Abertura da feira em 1º de maio
O ponto alto do intercâmbio foi a participação de representantes da Rede de Sementes do Xingu, que envolve povos indígenas, agricultores familiares e coletores urbanos em mais de 20 municípios do Estado do Mato Grosso. O trabalho da rede é uma das iniciativas mais duradouras e bem sucedidas do país e tem contribuído para a recuperação das nascentes e matas ciliares no entorno do Parque Indígena do Xingu. O intercâmbio se fortaleceu com a visita do povo Yanomami da região do Ajarani, que vive um momento de valorização das roças e participou pela primeira vez de um evento de troca de sementes, e também do povo indígena Tingui-Botó, de Alagoas, representando a Articulação dos Povos e Organizações Indígenas do Nordeste, Minas Gerais e Espírito Santo (Apoinme).
Agricultura é prioridade no resgate da diversidade
A agricultura vem se tornando um tema prioritário no trabalho da Hutukara Associação Yanomami (HAY) e do ISA junto às comunidades da região do Ajarani, pois, nos últimos anos, tem se observado uma importante perda na diversidade e na produtividade dos roçados da região. Resultado tanto do processo de sedentarização forçada, induzido pelos serviços do Estado (saúde, educação, benefícios sociais etc.), quanto da desestruturação social provocada pela abertura da Perimetral Norte, que promoveu uma grande baixa demográfica na região, e a morte da maioria dos velhos desse grupo (saiba mais).

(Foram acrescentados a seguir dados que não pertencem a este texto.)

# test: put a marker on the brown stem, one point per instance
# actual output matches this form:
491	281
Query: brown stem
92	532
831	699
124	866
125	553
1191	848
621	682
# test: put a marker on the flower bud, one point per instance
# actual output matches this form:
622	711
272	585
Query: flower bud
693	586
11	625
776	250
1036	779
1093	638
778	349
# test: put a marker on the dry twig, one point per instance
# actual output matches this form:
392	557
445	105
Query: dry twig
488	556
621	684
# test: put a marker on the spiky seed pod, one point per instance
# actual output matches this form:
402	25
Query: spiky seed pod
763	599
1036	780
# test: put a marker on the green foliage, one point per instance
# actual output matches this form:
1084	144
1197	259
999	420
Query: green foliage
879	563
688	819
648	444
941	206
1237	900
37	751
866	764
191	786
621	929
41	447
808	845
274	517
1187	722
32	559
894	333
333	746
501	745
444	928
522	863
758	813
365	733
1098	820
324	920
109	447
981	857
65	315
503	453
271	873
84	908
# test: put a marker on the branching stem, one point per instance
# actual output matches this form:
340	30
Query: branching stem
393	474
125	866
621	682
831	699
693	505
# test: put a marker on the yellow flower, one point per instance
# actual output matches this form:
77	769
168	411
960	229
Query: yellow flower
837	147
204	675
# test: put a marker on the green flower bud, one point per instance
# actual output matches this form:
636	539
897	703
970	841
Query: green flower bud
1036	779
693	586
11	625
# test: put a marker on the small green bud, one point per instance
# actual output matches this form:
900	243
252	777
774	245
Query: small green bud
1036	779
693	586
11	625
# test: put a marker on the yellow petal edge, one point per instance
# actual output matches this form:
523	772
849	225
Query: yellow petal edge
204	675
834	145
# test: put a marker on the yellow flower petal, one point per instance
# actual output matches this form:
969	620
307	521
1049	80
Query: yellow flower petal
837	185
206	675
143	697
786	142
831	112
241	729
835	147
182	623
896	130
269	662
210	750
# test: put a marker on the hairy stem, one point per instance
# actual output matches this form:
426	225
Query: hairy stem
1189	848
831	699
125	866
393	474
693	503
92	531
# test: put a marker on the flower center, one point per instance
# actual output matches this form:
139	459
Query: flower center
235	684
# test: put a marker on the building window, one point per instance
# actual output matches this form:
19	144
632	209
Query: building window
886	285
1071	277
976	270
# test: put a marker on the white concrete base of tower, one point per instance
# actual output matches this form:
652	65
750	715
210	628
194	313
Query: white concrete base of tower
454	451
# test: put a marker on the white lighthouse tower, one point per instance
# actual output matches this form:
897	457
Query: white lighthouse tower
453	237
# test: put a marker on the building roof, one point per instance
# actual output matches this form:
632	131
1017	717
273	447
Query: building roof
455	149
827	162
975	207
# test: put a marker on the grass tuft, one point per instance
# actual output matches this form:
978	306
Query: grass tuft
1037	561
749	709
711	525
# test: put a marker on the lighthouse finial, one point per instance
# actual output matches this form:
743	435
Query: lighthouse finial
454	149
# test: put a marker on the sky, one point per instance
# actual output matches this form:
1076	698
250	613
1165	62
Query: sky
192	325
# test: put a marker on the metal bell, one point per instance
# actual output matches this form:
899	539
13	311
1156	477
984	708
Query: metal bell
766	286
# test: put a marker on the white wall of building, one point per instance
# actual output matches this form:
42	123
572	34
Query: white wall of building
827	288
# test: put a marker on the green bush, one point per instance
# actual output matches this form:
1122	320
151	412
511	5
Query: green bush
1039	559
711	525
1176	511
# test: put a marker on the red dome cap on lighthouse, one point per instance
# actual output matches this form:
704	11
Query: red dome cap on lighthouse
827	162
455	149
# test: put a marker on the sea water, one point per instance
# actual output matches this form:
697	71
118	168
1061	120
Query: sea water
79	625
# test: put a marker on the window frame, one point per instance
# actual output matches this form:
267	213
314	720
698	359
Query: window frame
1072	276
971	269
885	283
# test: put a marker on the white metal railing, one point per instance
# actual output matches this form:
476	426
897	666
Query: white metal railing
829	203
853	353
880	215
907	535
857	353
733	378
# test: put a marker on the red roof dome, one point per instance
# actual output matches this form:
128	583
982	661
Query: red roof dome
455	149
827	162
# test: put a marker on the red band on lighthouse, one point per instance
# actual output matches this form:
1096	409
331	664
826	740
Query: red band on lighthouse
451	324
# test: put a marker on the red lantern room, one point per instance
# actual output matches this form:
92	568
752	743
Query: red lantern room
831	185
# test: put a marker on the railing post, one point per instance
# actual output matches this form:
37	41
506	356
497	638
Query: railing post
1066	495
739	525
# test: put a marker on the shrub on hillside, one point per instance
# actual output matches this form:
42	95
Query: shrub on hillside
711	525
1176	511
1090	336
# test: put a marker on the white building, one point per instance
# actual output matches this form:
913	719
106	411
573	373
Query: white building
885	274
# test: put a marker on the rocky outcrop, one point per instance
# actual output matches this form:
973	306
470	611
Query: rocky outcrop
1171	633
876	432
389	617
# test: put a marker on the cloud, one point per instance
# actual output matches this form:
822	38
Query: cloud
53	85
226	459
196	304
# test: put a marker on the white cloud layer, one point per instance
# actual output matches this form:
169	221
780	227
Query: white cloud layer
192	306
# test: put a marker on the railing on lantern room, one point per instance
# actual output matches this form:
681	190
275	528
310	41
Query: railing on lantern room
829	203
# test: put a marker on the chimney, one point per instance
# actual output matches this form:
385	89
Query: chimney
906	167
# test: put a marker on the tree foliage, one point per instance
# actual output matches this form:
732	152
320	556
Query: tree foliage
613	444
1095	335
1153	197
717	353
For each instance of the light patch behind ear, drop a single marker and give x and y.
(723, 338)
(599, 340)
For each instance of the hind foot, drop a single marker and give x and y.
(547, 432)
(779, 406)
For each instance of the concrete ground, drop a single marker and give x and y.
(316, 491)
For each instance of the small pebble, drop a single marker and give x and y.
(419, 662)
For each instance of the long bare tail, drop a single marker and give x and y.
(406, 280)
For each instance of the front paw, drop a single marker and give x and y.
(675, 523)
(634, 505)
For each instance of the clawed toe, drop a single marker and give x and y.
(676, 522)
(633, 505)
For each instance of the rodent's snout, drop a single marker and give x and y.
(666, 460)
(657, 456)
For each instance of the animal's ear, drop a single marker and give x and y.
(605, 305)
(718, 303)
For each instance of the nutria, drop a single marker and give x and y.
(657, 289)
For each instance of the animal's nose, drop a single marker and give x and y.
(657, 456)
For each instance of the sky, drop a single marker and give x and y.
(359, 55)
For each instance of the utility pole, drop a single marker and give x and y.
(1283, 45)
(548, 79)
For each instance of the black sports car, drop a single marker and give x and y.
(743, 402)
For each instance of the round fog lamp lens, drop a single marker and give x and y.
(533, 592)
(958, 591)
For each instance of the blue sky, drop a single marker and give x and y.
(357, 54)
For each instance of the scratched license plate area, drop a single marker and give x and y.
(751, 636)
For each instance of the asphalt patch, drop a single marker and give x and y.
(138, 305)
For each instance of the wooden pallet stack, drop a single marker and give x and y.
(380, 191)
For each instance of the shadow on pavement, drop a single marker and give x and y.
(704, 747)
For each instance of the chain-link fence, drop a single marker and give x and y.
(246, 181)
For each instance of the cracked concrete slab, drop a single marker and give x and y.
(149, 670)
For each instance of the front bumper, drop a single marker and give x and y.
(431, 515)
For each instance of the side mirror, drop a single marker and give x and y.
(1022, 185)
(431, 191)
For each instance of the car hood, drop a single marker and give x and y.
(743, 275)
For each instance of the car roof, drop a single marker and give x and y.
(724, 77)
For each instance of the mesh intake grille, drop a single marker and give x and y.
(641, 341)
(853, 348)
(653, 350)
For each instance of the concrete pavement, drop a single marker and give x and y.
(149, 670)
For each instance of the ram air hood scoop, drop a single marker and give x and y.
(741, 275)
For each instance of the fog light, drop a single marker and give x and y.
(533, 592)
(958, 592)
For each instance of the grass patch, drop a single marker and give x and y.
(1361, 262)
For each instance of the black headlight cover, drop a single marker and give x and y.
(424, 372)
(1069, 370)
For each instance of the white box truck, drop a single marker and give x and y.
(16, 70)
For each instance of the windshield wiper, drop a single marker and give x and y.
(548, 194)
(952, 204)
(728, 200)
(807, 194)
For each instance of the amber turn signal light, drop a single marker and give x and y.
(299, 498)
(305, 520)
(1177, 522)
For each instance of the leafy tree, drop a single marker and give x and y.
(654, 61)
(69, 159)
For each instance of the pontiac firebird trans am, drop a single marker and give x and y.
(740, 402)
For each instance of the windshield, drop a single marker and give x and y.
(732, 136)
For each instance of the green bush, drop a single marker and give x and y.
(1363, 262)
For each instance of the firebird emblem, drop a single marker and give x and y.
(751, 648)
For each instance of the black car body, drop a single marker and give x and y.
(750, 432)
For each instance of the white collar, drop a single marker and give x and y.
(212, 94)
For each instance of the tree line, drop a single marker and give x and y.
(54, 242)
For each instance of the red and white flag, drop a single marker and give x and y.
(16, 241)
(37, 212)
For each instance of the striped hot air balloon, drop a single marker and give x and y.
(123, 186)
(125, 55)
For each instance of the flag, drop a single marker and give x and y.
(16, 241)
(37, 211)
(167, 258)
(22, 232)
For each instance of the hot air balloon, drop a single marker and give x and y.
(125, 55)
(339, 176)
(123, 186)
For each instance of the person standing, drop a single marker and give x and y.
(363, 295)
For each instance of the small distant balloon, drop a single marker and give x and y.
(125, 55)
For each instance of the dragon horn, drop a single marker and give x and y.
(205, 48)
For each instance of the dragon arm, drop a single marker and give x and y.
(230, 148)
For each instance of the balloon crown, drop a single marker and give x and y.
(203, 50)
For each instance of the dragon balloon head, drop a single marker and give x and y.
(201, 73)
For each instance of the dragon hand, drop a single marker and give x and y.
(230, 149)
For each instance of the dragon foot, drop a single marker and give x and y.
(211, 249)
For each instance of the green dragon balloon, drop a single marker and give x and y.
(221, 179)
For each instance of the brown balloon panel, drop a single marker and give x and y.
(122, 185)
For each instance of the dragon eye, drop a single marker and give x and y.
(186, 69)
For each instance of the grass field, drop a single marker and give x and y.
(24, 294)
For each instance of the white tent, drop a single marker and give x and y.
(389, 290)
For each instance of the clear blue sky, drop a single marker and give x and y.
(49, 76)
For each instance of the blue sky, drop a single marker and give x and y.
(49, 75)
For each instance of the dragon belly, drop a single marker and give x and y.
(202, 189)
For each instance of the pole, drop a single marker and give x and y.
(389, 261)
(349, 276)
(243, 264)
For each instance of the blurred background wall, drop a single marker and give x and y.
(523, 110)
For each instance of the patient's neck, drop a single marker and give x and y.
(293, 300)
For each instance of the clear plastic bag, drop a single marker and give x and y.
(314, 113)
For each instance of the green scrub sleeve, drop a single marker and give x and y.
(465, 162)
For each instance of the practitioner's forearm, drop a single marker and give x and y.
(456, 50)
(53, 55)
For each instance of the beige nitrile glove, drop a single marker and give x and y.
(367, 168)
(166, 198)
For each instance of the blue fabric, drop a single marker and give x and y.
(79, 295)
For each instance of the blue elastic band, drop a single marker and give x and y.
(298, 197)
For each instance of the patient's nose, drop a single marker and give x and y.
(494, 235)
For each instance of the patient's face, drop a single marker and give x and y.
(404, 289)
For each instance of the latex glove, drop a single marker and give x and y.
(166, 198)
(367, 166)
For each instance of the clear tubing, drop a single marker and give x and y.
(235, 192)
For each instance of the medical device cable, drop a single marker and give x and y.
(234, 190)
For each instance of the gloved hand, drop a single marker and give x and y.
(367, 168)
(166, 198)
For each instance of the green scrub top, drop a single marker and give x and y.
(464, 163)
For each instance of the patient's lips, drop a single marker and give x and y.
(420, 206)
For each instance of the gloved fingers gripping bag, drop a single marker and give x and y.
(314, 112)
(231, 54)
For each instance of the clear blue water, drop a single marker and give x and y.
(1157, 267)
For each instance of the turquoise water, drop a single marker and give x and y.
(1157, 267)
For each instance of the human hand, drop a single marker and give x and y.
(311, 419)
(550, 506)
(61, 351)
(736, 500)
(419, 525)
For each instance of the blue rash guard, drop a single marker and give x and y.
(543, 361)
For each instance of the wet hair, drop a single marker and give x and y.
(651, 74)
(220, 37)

De modo geral, a agricultura yanomami é bastante sofisticada e de alta produtividade, e depende fundamentalmente da mudança dos sítios agrícolas a cada cinco anos, pelo menos. Assim, a perda de mobilidade territorial induzida pela rigidez dos sistemas de saúde e educação, tem impactado negativamente na produção agrícola, levando muitos dos sítios agrícolas a quase exaustão e ao aumento da dependência de alimentos vindos da cidade.
Barracas exibiam sementes e incentivavam a trocaNo que diz respeito à diversidade, estudos dão conta de que nos roçados Yanomami são cultivadas em média uma centena de variedades de aproximadamente 40 espécies vegetais (Para se ter uma ideia, somente nas roças da comunidade Watorikɨ foram identificadas 12 variedades de banana, sete de mandioca, cinco de batata-doce, quatro de pupunha, duas de cará, duas de taioba, duas de milho e duas de cana-de-açúcar. Já nas comunidades do Ajarani a situação atual é diferente. Devido às perdas na transmissão de conhecimentos entre as gerações e ao impacto econômico da Perimetral Norte, um levantamento realizado este ano identificou apenas 20 variedades de cultivares, sendo poucos os roçados que apresentam mais de três culturas, a grande maioria possui apenas mandioca, macaxeira e banana, e um ou outro possuem, de maneira dispersa, batata-doce, feijão, milho ou jerimum.
A participação dos Yawaripë, grupo yanomami da região do Ajarani, na feira de sementes, foi importante para estimular a reflexão sobre a relevância da agrobiodiversidade e dos saberes relacionados à agricultura e, da mesma forma, para incrementar, por meio da troca de sementes e mudas com outros povos, a diversidade de suas roças. Ao final da feira os Yanomami puderam voltar para as suas comunidades com 12 tipos diferentes de maniva, três tipos de milho, dois tipos de batata, cará e uma grande variedade de outras sementes.
Mais de 30 variedades de maniva de mandioca foram levadas à feira
Dias antes da feira, os Yanomami participaram também de um intercâmbio na comunidade Guariba, TI Araçá, dos povos Macuxi e Wapichana. Na oportunidade a comitiva yanomami e alguns moradores e lideranças do Guariba, puderam trocar experiências e saberes sobre práticas agrícolas e o manejo de roças no Lavrado e na Floresta, discutindo os aspectos comuns e as principais diferenças. A viagem foi também uma visita de cortesia já que a comunidade Guariba doou, em março desse ano, cerca de 30 litros de sementes de milho criolo para o Ajarani.